The Delhi High Court has trashed a convict's bizarre defence that he attempted to kill a man while suffering from a delusional disorder that led him to believe that he was an incarnation of Mahatma Gandhi.

Raj Ballabh, sentenced to seven years jail and fined Rs 500 for attempting to kill the man near Rajghat on February 18, 2003, had moved the high court seeking acquittal on the ground that he suffered from the psychotic disorder.

In his plea, Ballabh had said he was “suffering from delusional disorder that he was incarnation of Mahatma Gandhi and always used to believe that somebody is going to kill him” and the offence was committed under this mental condition.

He also claimed he had undergone treatment in the Institute of Human Behaviour and Allied Sciences and remained an indoor patient in 1999.

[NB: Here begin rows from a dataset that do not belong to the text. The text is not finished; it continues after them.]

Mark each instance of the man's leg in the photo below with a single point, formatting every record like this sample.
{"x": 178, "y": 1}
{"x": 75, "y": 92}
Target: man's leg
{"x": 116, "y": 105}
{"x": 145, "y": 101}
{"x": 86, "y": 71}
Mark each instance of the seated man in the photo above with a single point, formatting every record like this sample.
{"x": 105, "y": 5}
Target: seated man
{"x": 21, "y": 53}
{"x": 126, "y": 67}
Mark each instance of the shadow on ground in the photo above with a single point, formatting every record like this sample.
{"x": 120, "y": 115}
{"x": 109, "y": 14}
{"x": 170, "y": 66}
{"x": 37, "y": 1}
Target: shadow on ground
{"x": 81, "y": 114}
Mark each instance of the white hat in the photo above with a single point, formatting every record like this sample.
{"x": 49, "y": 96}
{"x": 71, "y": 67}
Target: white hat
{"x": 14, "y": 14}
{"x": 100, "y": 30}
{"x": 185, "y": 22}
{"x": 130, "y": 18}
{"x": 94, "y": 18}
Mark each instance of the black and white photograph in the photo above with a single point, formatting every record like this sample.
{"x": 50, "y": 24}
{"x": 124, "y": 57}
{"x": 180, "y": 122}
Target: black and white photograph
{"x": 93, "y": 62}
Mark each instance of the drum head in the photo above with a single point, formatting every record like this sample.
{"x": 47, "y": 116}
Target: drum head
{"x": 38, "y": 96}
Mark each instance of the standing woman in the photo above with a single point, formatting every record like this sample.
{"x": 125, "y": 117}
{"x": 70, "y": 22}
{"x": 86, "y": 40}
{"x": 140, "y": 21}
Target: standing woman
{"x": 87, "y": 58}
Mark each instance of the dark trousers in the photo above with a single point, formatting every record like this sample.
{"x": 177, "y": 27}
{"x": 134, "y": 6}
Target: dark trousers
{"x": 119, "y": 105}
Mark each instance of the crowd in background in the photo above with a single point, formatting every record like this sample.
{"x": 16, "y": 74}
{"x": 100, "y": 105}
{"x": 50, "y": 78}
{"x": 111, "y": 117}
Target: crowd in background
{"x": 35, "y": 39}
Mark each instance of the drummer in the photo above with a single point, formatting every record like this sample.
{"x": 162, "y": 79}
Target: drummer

“A person labouring under a delusion or a psychological or a psychiatric ailment would not be entitled to be acquitted on the ground of insanity unless it is established that at the time when the crime was committed he was suffering the delusion, psychological or psychiatric condition and was incapable of knowing the nature of his act,” justice Sunita Gupta, dismissing his appeal, said.

Too late

The court said the accused took the plea of insanity belatedly only at the time of recording of testimonies of defence witnesses and not when prosecution witnesses were being examined during the trial.

It also said the failed attempt of accused to flee from the crime scene was “suggestive of the fact that he understood consequences of his acts. That being so, he is not entitled to get benefit of section 84 (insane or a person suffering any psychological disorder at the time of offence cannot be convicted) of the IPC”.